While the theme of this blog has been to correcting gut bacteria, it is also good to know how you can harm gut bacteria:

  • Splenda(sucralose) and Stevia (see earlier post)
    • “Splenda exerted numerous adverse effects, including reduction in beneficial fecal microflora,” [2008]
  • Stressful life
    • “captivity appears to have induced a hyper-inflammatory state in house sparrows, perhaps due to disregulation of glucocorticoids, natural microflora or both.”[2011]
    • “stressor-induced alterations in the composition of gut microbial communities contribute to stressor-induced behavioral changes.”[2015]
  • Antibiotics
  • Junk Food
    • Serious study on shifts from eating McDonalds (Telegraph, UK)
      • Before: 3500 species
      • After: 2100 species – net lost 1400 (40%) after 10 days
    • 75% of people are adversely impacted [article]
  • Western Diet aka Diet of Convenience

“Fifteen thousand years ago our ancestors regularly ingested around 150 ingredients in a week.Most people nowadays consume fewer than 20 separate food types and many, if not most, are artificially refined. Most processed food products come, depressingly, from just four ingredients: corn, soy, wheat or meat”.  –Researcher

  • “sorghum benefit the gut microbiota and parameters related to obesity, oxidative stress, inflammation, diabetes, dyslipidemia, cancer, and hypertension” [2015]
  • “Food consumption and household food expenditure trends in Canada (1938–2011) present a clear picture of the dietary shift in the last century. Unprocessed or minimally processed roots and tubers as a contribution to household caloric intake have declined by 80%. On the other hand, the consumption of ready-to-consume processed and ultra-processed foods has more than doubled…. there are uncanny functional resemblances between plant root and human intestinal microbiota that may be of evolutionary significance” [2015]

Hint: Count the number of ingredients (real food, not chemical additives) you consume per week.

  • let me see, today: Nuts (peanuts & walnuts), radish, pork, beef, spinach, broccoli, rye (100% rye bread), cheese, salad, egg , green pepper — if is not volume, but variety.

So what should you add back to your diet?
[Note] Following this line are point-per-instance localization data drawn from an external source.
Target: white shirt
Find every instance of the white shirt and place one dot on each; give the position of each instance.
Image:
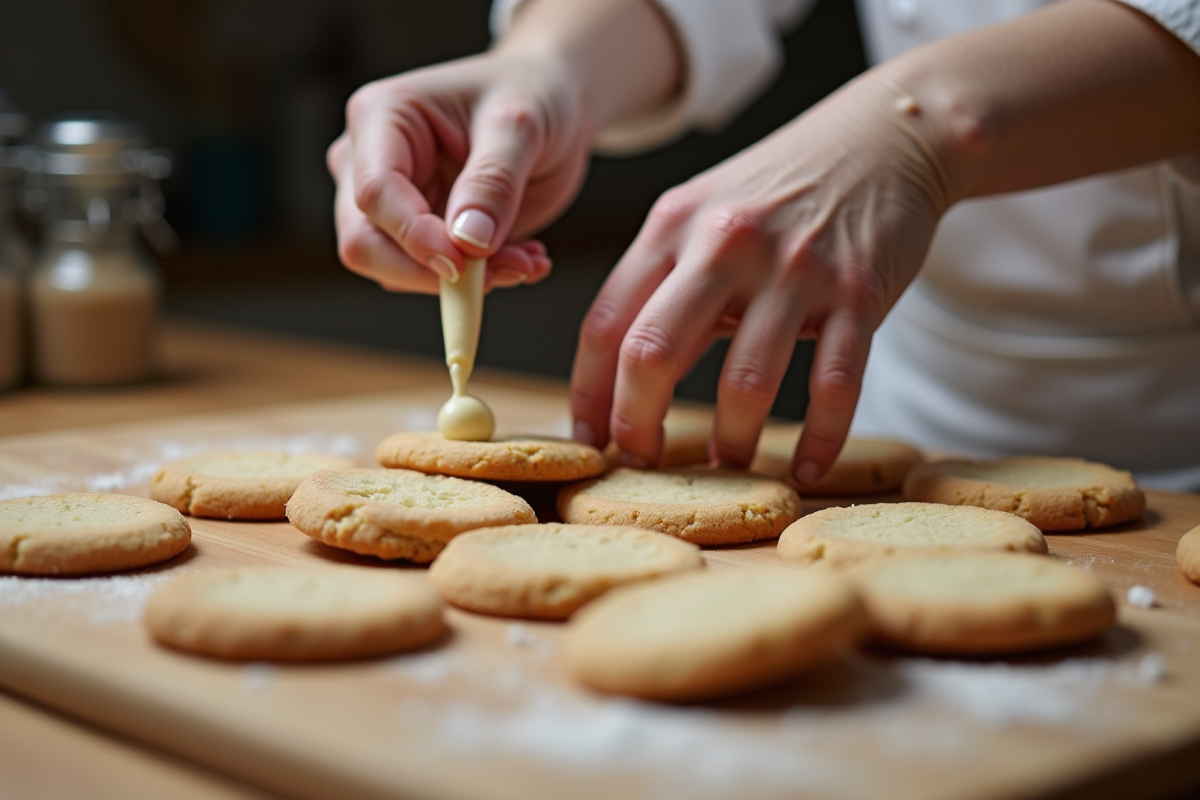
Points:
(1062, 320)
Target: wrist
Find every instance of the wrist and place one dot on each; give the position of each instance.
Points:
(942, 118)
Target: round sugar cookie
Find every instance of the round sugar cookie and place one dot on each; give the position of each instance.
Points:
(863, 467)
(295, 613)
(1187, 555)
(844, 536)
(685, 434)
(79, 534)
(550, 571)
(697, 504)
(703, 635)
(238, 485)
(399, 513)
(1051, 493)
(507, 459)
(982, 603)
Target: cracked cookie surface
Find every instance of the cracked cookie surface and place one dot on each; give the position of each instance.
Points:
(699, 504)
(297, 613)
(982, 603)
(549, 571)
(521, 458)
(82, 534)
(844, 536)
(399, 513)
(238, 485)
(1051, 493)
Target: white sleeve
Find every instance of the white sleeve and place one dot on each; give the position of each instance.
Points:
(732, 52)
(1181, 17)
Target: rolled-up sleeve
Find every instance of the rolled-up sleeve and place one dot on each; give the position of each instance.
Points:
(1181, 17)
(731, 52)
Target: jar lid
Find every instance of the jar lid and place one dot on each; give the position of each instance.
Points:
(94, 144)
(13, 121)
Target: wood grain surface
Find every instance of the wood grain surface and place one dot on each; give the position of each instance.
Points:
(490, 714)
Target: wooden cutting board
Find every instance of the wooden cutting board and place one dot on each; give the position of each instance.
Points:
(490, 713)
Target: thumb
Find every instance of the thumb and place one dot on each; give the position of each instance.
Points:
(486, 197)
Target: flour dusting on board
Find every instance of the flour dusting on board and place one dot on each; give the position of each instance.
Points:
(142, 462)
(909, 709)
(107, 600)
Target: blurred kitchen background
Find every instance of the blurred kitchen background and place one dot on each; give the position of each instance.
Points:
(247, 94)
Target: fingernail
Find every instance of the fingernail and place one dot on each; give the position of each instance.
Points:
(585, 433)
(633, 461)
(508, 277)
(474, 227)
(807, 473)
(443, 266)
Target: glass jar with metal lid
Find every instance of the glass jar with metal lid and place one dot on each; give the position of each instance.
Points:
(94, 293)
(13, 250)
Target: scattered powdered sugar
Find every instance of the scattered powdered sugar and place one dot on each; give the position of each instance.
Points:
(1141, 596)
(903, 708)
(1067, 693)
(107, 600)
(519, 636)
(257, 678)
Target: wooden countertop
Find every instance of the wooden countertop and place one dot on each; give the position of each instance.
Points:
(1151, 756)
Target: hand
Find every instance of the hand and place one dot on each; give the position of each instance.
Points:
(454, 161)
(811, 233)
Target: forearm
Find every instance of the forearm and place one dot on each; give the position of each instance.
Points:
(1081, 88)
(622, 55)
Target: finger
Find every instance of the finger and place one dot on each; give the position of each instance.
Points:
(371, 253)
(753, 373)
(675, 325)
(834, 384)
(385, 144)
(486, 197)
(516, 264)
(624, 292)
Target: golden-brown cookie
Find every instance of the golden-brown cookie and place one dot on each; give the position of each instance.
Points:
(297, 613)
(982, 603)
(507, 459)
(702, 635)
(863, 467)
(1187, 555)
(399, 513)
(238, 485)
(844, 536)
(550, 571)
(79, 534)
(1051, 493)
(700, 505)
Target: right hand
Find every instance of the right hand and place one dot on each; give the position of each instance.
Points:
(459, 160)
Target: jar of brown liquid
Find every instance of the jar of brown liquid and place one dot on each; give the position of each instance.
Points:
(13, 251)
(94, 293)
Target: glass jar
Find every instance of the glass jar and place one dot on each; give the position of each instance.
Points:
(94, 292)
(13, 250)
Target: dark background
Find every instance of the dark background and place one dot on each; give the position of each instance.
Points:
(247, 94)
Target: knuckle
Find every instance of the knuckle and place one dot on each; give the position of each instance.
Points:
(495, 180)
(671, 210)
(748, 383)
(352, 250)
(837, 383)
(601, 326)
(648, 350)
(369, 191)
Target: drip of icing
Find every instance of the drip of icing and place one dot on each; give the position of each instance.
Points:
(463, 417)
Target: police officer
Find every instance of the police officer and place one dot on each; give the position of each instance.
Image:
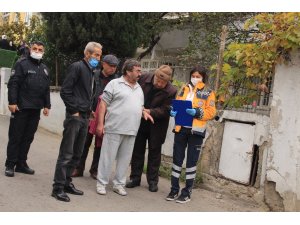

A few suggestions are: jicama, radish, turnip, rutabaga, carrot, and many more – raw when practical.

Short Term attempts to alter are likely futile

“review of the current literature suggests that the adult microbiome is a highly stable structure resilient to short-term interventions. In fact, most evidence to date demonstrates that therapeutic agents targeting the microflora trigger rapid changes in the microbiome, which then reverts to its pre-treatment state once the therapy is completed.” [2015]

In short, it means having to do permanent changes in eating habits.